To some extent, ever since computers became mainstays in offices, insider threats of an IT kind have always been a risk to businesses. There have always been disgruntled employees, mistakes made by employees, or in high-profile or highly secure organizations, employees who have been willing to sell secret data to the highest bidder. As a concept, it is nothing new. But the rate of growth since 2020 has been astronomical. 

A report by the respected Ponemon Institute in 2022 stated that ‘insider threats have increased in both frequency and cost over the past two years. Credential thefts, for example, have almost doubled in number since 2020’.[5] An article commenting on the report says that the overall number of incidents went up by 44% in just two years, whilst the cost to impacted organizations went up from US$11.45 million in 2020 to an average of US$15.4 million in 2022, which is a 34% increase. Moreover, the average number of days it took to contain an incident in 2022 was 85 days, which is up from 77 days in 2020.[6]

This sobering news shows that like cyberattacks that come from external sources, insider threats are now inevitable and largely unstoppable. But there are certain things that can be done to mitigate the risk and minimize the threats. Microsoft proposes four practical steps:[7]

  1. Prioritise employee trust and privacy – ‘Trust is the key to any functioning relationship.
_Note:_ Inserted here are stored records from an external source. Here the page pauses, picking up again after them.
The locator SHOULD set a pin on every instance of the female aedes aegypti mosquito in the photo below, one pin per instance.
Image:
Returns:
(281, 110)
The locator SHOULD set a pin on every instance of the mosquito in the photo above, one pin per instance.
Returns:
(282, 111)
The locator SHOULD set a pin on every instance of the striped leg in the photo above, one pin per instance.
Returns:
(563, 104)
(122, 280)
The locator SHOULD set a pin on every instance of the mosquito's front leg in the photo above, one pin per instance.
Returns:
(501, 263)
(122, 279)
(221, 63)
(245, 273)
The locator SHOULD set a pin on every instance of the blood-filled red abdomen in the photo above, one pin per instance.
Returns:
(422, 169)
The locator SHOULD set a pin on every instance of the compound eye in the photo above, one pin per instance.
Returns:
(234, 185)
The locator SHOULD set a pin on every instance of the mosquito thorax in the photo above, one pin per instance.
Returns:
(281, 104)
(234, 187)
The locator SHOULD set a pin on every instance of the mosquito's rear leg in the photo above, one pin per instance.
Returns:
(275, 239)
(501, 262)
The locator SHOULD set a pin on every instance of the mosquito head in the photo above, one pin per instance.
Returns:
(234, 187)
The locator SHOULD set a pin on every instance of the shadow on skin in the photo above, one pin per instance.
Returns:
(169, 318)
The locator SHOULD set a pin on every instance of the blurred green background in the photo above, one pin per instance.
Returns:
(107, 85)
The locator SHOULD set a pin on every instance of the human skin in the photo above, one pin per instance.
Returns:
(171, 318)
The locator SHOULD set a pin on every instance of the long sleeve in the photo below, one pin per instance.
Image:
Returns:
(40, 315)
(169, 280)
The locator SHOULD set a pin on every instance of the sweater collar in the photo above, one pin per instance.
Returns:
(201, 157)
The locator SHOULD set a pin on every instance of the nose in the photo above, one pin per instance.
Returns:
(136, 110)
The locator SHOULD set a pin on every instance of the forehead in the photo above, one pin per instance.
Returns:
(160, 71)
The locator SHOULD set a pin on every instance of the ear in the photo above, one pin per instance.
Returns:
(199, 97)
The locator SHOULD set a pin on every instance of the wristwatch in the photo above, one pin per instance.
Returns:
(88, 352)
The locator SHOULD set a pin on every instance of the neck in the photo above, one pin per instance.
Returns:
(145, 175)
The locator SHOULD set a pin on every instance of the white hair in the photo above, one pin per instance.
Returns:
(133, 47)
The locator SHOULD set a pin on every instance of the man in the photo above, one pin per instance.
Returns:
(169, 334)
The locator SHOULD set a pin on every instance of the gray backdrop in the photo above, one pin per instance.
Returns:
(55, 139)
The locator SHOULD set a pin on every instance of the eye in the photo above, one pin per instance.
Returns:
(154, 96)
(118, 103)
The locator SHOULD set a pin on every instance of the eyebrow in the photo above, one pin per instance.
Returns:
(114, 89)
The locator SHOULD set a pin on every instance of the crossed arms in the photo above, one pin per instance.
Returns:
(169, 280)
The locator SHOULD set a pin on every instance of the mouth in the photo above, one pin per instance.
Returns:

The best insider risk programs emphasize the balance between employee privacy and company security.’
  2. Collaborate across functions – ‘Insider risk is a business problem that involves the entire company… This broad involvement helps ensure wider buy-in and provides additional perspectives and resources.’
  3. Recognize that employees are the first and last line of defence – ‘Train people on how to handle the organization’s data properly, and repeat that message regularly so it’s always fresh. It also helps to make it personal, [and] complemented by detection tools.’
  4. Use machine learning tools to do more with less – ‘A new breed of insider risk management tools is emerging with adaptive security capabilities that can detect risky activities and mitigate any potential impact while staying out of the way and keeping user information private.’

All in all, these or any other mitigation steps should be part of an overall ‘data protection strategy with a holistic approach that includes the right people, processes, and training, in addition to the appropriate tools’.[8] That is the only way to lessen the threat and ensure that the remote work setup that is so prevalent these days, does not lead to companies imploding from the inside.